Iastrebner afirma que o equilíbrio em relação às subvenções é complexo. Por um lado, os meios precisam diferenciar os grants que podem apoiar a sua estrutura dos que apenas vão financiar projetos específicos. Ao mesmo tempo, é preciso ter um plano de redução, ou seja, se preparar para que a subvenção acabe.

"Esse último aspecto é fundamental, a fim de evitar que, ao desaparecer uma determinada subvenção, o meio freie a sua atividade. Essa também é uma observação para os financiadores que concedem este tipo de subvenção, para que acompanhem o financiamento com outros tipos de apoios que gerem o maior impacto possível na estrutura dos meios de comunicação, que é um impacto de longo prazo".

Outra notícia positiva do relatório é que 75% dos meios de comunicação entrevistados na América Latina tiveram crescimento na receita entre 2016 e 2019. Em alguns casos, esse aumento foi expressivo.

Para isso, o Ponto de Inflexão Internacional comparou 40 empresas jornalísticas que estavam presentes em ambos os estudos – a amostra é menor do que 100 para este segmento da pesquisa, porque 23 veículos pararam de ser publicados no período, por exemplo, e outros 21 não atendiam critérios mais rígidos ou não puderam ser entrevistados.

Com esse aumento de receita, muitos veículos conseguiram avançar entre os quatro níveis definidos pelo Ponto de Inflexão. Assim, na primeira etapa, em 2016, a maioria das organizações na região, 32%, estava no nível mais baixo, com receita anual média de menos de US$ 20 mil. Em 2019, 20 delas passaram para um nível mais alto, e o percentual de meios na categoria 1 caiu para 28%. Com isso, a maior parte dos meios, 34%, passou a se concentrar no nível 2, com receitas de US$ 20 mil até US$ 100 mil.
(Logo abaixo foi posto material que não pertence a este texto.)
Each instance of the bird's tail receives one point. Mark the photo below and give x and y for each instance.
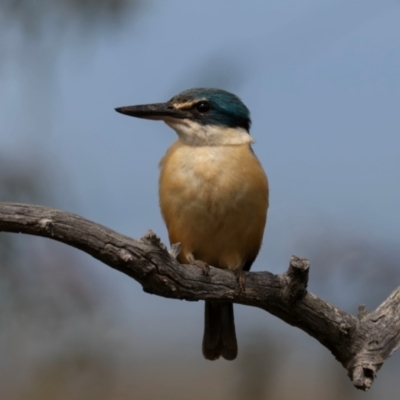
(219, 332)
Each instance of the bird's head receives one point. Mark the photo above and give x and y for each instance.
(200, 117)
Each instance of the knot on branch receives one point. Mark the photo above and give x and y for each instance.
(47, 225)
(363, 375)
(296, 279)
(151, 238)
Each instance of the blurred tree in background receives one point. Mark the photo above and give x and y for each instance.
(51, 336)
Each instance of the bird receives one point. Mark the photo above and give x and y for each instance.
(213, 194)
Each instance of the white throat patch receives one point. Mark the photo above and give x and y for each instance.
(195, 134)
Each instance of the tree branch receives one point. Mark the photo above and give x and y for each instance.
(361, 344)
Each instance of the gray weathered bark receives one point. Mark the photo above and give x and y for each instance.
(361, 344)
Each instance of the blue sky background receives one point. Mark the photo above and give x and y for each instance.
(322, 82)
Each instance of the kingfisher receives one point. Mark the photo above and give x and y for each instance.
(213, 194)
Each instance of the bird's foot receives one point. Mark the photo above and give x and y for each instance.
(241, 280)
(201, 264)
(175, 250)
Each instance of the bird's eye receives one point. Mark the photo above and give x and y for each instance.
(203, 107)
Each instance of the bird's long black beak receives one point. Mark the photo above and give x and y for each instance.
(159, 111)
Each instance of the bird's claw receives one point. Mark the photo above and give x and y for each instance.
(241, 280)
(201, 264)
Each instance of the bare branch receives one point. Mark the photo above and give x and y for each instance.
(360, 344)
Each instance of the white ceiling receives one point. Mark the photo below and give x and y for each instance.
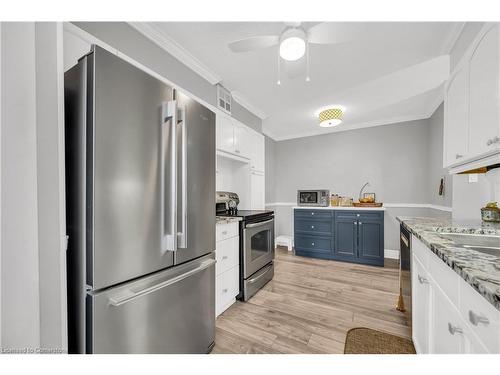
(373, 77)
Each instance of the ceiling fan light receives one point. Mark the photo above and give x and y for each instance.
(330, 117)
(292, 48)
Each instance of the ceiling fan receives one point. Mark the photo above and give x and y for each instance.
(294, 43)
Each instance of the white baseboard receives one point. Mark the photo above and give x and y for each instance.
(391, 254)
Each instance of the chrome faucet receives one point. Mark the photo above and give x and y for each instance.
(361, 191)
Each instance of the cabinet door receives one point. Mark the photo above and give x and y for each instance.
(484, 78)
(257, 152)
(448, 328)
(257, 191)
(456, 118)
(225, 133)
(421, 298)
(242, 140)
(346, 238)
(370, 242)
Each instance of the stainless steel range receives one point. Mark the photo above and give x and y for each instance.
(256, 244)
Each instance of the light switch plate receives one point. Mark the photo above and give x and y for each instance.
(473, 177)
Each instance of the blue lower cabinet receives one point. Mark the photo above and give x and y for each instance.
(371, 242)
(351, 236)
(346, 239)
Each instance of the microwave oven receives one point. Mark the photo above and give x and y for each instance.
(317, 198)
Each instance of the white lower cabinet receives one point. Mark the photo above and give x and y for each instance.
(227, 268)
(448, 315)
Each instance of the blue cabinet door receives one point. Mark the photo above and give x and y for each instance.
(371, 242)
(346, 238)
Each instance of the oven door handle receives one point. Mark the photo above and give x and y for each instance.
(404, 239)
(259, 224)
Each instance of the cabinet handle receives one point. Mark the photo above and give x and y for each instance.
(422, 280)
(478, 318)
(454, 329)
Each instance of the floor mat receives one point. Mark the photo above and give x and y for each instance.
(370, 341)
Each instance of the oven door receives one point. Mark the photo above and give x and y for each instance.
(258, 246)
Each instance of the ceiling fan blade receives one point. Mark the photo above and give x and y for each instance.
(335, 32)
(253, 43)
(294, 69)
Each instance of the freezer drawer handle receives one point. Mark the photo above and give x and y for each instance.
(133, 295)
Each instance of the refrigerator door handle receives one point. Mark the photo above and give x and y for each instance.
(169, 116)
(182, 235)
(118, 301)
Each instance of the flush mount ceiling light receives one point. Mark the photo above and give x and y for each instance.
(293, 44)
(330, 117)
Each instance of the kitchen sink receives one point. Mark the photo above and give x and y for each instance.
(487, 244)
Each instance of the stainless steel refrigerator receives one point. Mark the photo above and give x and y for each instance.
(140, 188)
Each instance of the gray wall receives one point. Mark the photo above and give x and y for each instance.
(270, 147)
(132, 43)
(435, 161)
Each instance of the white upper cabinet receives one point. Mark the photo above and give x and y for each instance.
(239, 140)
(257, 152)
(484, 89)
(472, 106)
(456, 122)
(225, 133)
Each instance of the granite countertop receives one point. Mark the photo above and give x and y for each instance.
(349, 208)
(481, 271)
(226, 219)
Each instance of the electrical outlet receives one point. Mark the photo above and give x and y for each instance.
(473, 177)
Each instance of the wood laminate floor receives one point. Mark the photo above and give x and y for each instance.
(309, 306)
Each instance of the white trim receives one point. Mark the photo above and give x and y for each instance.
(391, 254)
(154, 33)
(468, 52)
(61, 187)
(243, 101)
(386, 205)
(318, 131)
(232, 156)
(1, 184)
(89, 38)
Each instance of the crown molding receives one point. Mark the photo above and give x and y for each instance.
(452, 38)
(354, 126)
(155, 34)
(239, 98)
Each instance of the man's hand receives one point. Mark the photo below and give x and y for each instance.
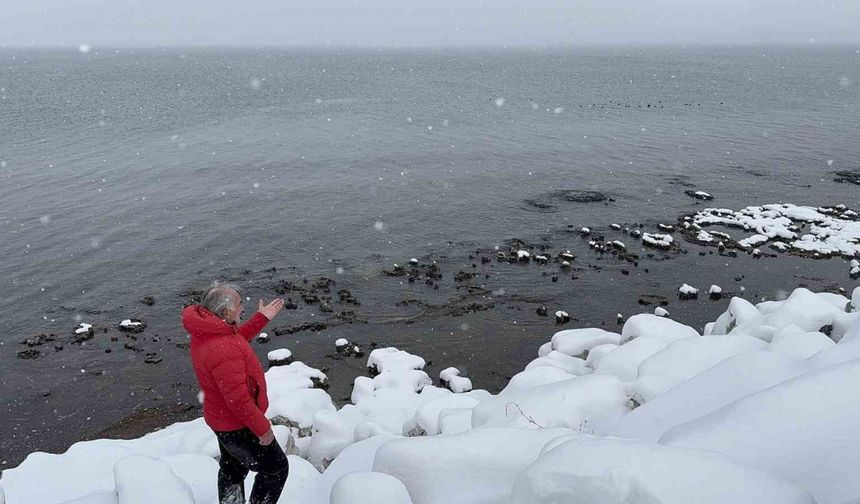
(267, 438)
(271, 309)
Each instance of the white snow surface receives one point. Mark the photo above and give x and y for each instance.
(576, 342)
(757, 410)
(369, 488)
(612, 471)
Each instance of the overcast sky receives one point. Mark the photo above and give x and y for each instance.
(407, 23)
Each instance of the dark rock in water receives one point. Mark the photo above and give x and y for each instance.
(346, 296)
(135, 326)
(29, 353)
(847, 177)
(83, 336)
(324, 283)
(38, 340)
(132, 346)
(562, 317)
(653, 299)
(548, 202)
(701, 195)
(463, 276)
(306, 326)
(578, 196)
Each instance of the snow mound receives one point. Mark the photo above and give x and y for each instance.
(612, 471)
(646, 324)
(571, 365)
(578, 342)
(804, 432)
(726, 382)
(135, 478)
(477, 467)
(369, 488)
(392, 359)
(588, 403)
(686, 358)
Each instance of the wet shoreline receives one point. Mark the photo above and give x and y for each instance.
(482, 309)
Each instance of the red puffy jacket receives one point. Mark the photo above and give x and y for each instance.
(229, 374)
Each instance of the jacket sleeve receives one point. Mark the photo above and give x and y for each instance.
(253, 326)
(228, 371)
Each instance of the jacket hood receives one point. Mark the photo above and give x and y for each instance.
(200, 322)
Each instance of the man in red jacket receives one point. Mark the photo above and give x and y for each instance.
(234, 394)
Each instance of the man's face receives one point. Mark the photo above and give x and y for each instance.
(232, 315)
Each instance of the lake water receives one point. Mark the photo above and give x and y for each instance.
(138, 173)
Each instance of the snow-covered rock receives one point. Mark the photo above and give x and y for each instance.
(722, 384)
(800, 430)
(280, 357)
(661, 328)
(392, 359)
(612, 471)
(578, 342)
(588, 403)
(539, 375)
(144, 480)
(686, 358)
(369, 488)
(477, 467)
(571, 365)
(450, 377)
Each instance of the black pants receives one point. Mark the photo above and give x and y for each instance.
(241, 452)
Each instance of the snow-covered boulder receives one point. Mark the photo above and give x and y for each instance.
(297, 409)
(794, 342)
(722, 384)
(281, 380)
(613, 471)
(476, 467)
(199, 471)
(144, 480)
(355, 458)
(646, 324)
(801, 430)
(540, 375)
(578, 342)
(571, 365)
(427, 415)
(369, 488)
(624, 361)
(450, 378)
(589, 403)
(596, 354)
(392, 359)
(684, 359)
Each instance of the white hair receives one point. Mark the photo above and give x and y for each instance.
(218, 298)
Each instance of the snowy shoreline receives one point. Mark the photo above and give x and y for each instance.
(751, 410)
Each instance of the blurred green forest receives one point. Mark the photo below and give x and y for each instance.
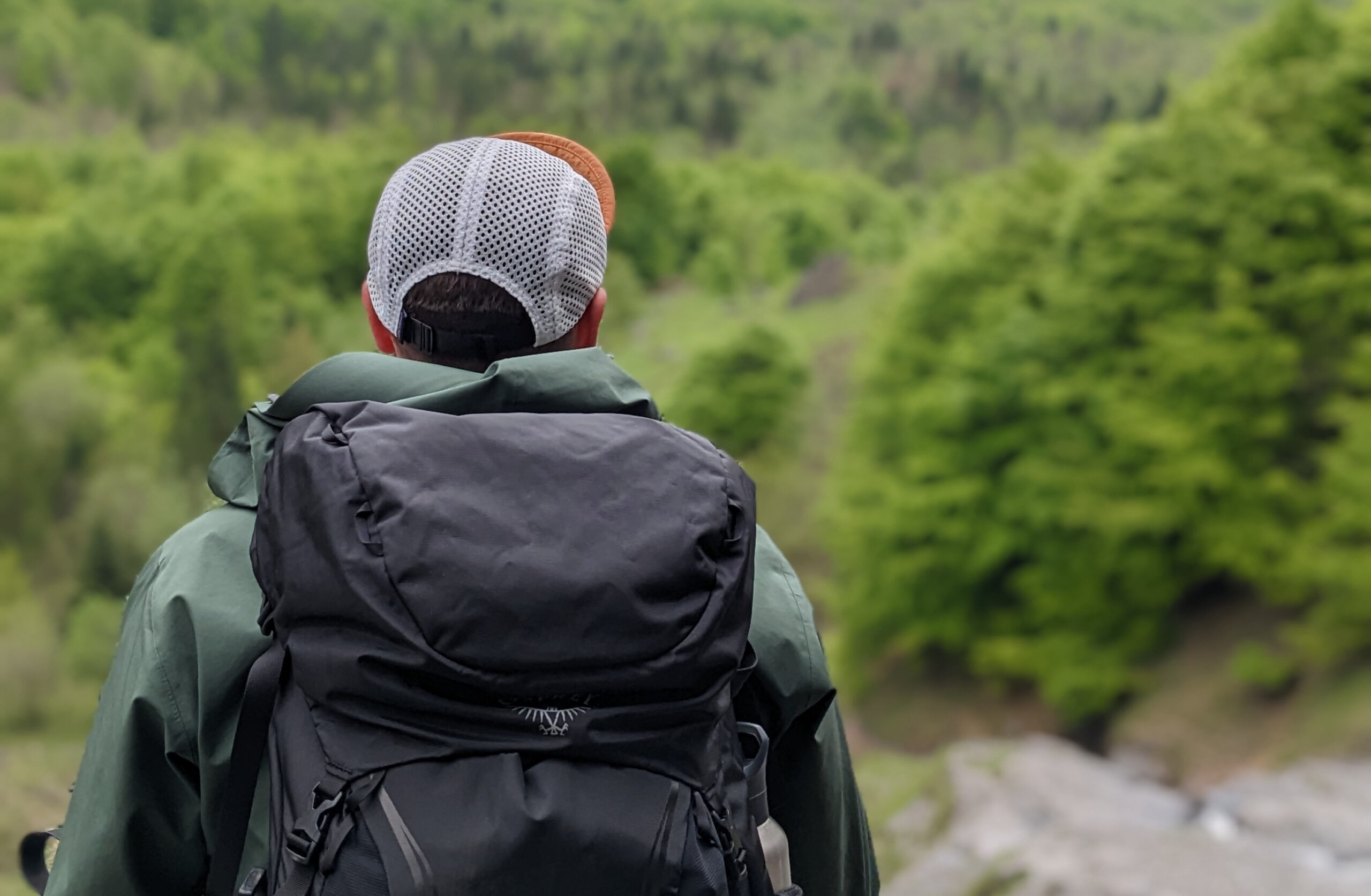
(1037, 321)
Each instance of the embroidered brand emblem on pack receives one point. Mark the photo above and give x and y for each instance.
(554, 721)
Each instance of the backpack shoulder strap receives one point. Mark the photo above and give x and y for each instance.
(244, 766)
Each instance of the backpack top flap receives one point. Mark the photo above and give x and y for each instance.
(538, 583)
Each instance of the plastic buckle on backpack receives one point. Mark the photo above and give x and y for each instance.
(304, 841)
(253, 884)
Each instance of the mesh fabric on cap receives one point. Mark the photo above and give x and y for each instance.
(494, 209)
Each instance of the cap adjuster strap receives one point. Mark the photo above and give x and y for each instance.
(435, 342)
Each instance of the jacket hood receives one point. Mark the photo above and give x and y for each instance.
(583, 381)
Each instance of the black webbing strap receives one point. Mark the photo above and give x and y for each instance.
(244, 766)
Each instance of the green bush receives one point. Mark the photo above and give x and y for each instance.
(741, 394)
(1118, 381)
(92, 634)
(1262, 669)
(28, 650)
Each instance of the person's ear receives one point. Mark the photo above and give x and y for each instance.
(385, 339)
(586, 333)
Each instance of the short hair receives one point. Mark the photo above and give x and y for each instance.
(465, 303)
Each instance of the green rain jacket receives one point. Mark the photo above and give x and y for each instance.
(146, 801)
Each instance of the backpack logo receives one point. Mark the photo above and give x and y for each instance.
(554, 721)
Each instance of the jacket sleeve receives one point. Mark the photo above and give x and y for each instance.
(809, 779)
(136, 796)
(154, 769)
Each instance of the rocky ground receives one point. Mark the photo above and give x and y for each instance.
(1039, 817)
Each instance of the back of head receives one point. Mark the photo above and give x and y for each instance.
(488, 247)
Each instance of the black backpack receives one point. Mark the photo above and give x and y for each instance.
(505, 656)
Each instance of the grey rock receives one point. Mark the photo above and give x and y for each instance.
(1321, 802)
(1044, 818)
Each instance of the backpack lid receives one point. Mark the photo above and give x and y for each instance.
(430, 572)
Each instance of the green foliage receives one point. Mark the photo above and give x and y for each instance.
(907, 91)
(92, 632)
(1262, 669)
(646, 215)
(28, 649)
(1114, 382)
(741, 394)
Ao mesmo tempo, houve um avanço significativo nos dois extremos, entre os meios que mais geram receita e os mais pobres. Por exemplo: em 2016, 17% dos veículos entrevistados na América Latina não tinham receita alguma, número que caiu para apenas 3% em 2019. Já no nível superior, a receita média anual saltou de cerca de US$ 500 mil em 2016 para quase US$ 1 milhão em 2019.

"Esses meios que passaram de um nível de desenvolvimento de negócio a outro mostram que ampliaram sua estrutura (tamanho e diversidade de equipes), fizeram um jornalismo relevante, e estão diversificando suas fontes [de receita]. Esse desenvolvimento positivo é uma combinação de vários fatores que dão mais estrutura aos veículos", afirma Iastrebner.

Outro ponto positivo para a região é que as receitas vindas de leitores, o que inclui doações de pessoas físicas, programas de membros, crowdfunding e assinaturas digitais, quase dobrou entre 2016 e 2019, passando de 5% da receita total média para 10%. De acordo com Iastrebner, essa ainda é uma proporção muito pequena, mas o crescimento desse tipo de recurso na América Latina é uma oportunidade.

"Claramente, na pandemia, houve um pico no tráfego e no interesse em encontrar informações independentes e verificadas. Isso, junto com uma maior quantidade de recursos na região que ajudam os meios a entender os mecanismos de receita dos leitores, explica esse aumento", diz ela.

O relatório está disponível em inglês, espanhol e português.